Vista’s BitLocker, for instance, will allow companies to encrypt all of the data on their hard drivers using 1024-bit encryption, Chan says. The key used for encrypting the data is not stored on the hard drive but on a separate Trusted Platform Module microchip mounted on the motherboard, allowing for full encryption of the hard drive. The goal is to give companies a way to protect sensitive data from compromise even when a computer or hard drive is lost or stolen, he says.

Vista’s support for data encryption is useful, but a lot depends on the key management and key recovery capabilities it offers, says Lloyd Hession, chief security officer at BT Radianz, a tele-communications company for financial companies based in New York.

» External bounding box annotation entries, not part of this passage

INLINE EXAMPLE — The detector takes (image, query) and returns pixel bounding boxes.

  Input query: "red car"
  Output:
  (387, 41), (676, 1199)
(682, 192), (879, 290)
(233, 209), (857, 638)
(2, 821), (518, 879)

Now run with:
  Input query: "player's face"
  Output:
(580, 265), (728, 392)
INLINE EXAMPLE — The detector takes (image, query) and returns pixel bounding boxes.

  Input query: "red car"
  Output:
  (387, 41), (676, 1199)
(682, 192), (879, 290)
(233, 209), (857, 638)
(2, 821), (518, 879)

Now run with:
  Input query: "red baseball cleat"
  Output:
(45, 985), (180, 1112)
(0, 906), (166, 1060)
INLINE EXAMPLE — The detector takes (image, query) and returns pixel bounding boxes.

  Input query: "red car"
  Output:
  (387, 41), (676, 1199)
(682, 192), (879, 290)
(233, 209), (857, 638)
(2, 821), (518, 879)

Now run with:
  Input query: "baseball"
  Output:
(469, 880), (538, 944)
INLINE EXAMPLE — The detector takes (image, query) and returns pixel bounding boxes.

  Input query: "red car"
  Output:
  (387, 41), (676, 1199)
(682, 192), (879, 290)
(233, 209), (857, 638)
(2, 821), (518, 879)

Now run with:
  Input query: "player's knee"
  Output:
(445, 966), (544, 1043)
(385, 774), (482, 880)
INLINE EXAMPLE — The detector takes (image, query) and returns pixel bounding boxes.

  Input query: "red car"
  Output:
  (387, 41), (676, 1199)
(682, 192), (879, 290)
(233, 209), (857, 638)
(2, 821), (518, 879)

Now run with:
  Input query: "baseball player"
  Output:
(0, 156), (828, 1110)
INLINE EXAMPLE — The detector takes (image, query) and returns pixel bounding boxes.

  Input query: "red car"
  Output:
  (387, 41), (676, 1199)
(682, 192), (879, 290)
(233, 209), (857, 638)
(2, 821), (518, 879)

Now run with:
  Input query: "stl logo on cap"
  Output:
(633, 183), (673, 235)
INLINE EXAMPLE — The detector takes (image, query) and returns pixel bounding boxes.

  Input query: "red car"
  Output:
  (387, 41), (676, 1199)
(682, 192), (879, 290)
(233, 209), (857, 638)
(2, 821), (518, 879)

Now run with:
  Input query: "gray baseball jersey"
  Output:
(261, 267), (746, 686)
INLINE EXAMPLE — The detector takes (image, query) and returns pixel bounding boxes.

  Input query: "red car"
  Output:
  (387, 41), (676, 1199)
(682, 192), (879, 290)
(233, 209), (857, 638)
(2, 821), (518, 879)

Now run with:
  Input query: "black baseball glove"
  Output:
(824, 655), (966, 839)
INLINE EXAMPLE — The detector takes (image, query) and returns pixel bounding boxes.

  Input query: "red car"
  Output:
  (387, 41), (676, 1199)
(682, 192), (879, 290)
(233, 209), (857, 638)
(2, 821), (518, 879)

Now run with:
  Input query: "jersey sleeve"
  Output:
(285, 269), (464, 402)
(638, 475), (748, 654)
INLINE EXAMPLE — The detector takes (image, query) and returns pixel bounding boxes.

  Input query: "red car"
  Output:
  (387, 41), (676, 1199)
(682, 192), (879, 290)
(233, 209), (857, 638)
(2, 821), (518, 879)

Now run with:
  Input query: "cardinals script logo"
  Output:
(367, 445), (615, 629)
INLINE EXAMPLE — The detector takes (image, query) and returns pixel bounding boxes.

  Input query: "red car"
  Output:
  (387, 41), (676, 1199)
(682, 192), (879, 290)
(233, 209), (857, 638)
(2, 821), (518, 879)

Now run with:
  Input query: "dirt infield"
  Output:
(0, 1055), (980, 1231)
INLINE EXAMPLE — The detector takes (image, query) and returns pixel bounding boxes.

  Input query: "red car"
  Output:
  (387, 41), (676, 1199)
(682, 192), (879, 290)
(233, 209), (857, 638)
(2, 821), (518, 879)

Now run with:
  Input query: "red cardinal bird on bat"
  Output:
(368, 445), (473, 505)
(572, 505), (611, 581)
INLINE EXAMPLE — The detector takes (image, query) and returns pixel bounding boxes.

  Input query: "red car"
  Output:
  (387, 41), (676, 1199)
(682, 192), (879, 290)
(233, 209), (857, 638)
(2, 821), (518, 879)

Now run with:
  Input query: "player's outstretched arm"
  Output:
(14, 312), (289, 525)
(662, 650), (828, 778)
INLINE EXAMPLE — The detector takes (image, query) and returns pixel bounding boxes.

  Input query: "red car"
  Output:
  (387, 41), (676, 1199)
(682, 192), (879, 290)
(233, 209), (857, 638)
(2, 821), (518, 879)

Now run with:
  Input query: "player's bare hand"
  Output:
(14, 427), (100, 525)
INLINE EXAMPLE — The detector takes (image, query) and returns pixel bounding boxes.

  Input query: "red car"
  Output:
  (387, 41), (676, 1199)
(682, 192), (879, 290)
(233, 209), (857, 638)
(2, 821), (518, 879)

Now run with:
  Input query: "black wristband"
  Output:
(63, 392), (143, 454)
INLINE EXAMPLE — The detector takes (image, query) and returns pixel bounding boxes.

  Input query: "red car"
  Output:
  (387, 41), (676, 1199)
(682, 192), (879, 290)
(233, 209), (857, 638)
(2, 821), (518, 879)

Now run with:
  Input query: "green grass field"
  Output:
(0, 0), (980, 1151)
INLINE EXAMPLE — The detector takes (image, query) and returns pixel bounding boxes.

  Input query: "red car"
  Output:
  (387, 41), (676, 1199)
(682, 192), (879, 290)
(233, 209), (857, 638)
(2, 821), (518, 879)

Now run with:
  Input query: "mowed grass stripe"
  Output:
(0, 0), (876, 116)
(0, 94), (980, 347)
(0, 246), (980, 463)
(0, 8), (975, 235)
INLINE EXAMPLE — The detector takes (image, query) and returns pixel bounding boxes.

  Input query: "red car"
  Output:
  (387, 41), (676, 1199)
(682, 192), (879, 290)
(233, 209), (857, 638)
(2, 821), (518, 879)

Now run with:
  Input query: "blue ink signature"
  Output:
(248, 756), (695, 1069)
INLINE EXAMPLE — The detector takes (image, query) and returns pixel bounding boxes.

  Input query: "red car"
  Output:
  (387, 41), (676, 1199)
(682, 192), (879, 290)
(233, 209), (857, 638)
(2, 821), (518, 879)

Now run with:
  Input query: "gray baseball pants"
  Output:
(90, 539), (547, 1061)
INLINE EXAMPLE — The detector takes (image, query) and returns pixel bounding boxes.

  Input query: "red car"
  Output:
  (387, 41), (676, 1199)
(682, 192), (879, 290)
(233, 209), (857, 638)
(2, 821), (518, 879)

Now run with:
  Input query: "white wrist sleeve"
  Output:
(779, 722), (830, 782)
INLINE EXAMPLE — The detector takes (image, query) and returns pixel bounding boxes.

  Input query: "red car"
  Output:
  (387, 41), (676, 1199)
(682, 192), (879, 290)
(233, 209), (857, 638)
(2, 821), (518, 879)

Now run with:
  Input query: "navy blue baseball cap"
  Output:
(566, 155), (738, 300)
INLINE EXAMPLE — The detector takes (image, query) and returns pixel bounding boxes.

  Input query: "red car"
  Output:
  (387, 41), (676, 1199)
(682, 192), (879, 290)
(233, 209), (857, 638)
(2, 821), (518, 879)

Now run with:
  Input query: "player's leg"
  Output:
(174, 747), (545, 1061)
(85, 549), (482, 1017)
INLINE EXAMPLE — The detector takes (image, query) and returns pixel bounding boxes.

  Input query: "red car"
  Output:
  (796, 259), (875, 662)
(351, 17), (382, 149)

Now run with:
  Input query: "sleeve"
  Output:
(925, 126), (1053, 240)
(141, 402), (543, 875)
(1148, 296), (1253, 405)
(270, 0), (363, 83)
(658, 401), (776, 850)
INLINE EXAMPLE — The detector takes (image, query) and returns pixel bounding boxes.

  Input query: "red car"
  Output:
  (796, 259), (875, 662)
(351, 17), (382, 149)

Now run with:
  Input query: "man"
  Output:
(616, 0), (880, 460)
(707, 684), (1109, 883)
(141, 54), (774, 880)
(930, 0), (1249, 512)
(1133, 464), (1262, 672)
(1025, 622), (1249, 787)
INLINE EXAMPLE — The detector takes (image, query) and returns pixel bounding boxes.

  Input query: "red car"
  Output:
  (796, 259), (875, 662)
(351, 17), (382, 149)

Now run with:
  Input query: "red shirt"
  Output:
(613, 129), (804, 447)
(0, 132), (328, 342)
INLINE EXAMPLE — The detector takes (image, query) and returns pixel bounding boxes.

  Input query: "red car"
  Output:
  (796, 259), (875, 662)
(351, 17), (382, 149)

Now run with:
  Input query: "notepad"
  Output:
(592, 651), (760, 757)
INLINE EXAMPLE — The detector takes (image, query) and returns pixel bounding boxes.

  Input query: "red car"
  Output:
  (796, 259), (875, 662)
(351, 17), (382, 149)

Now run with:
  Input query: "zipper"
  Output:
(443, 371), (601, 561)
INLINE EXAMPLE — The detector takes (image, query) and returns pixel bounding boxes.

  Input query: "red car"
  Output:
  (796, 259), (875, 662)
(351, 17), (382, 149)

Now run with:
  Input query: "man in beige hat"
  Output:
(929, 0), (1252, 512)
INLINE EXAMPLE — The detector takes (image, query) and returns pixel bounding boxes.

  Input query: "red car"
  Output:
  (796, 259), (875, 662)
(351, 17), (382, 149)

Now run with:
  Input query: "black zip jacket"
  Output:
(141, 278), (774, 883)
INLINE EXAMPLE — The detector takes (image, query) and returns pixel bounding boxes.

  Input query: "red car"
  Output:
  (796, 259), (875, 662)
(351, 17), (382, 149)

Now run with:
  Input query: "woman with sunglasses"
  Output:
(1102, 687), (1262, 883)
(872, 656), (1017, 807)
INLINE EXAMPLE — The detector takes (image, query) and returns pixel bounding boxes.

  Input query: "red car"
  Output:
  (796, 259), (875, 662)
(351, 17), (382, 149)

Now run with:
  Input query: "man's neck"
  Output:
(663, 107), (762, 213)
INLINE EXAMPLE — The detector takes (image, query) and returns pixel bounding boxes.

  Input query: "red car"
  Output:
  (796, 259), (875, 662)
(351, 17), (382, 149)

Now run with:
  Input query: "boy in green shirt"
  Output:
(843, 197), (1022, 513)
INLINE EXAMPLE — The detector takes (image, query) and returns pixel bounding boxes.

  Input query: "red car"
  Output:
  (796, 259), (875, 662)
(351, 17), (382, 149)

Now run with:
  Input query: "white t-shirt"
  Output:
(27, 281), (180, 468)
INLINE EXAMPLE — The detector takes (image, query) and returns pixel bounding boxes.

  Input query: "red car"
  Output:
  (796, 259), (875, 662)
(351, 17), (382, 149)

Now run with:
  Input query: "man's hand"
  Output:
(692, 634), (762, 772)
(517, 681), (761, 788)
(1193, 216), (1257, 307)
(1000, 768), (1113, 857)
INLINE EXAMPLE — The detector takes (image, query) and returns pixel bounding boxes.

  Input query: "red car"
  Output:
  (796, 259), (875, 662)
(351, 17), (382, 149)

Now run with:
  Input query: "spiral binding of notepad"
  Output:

“Encryption at the OS level is a good thing,” Hession says. But the big problem with encryption in general has been the issue of data recovery in the event of hardware failure or key loss, he says. It’s one of the reasons why few companies encrypt data at the desktop-level, despite the many benefits. As a result, Microsoft needs to make its encryption capabilities easy to use for it to make a difference among enterprise users, he says.

Meanwhile, enhanced group policy controls in Vista will allow administrators to exercise much greater control over end-user systems than current Windows technologies permit, Chan says. With the new controls, IT administrators could enforce polices that prevent end users from connecting USB flash drives on their systems — which are used to download and store data — without explicit administrator authorisation, he says.

“It’s much superior, by the way, to the old method of caulking”, or even gluing USB ports shut to prevent them from being illegally used, Chan says.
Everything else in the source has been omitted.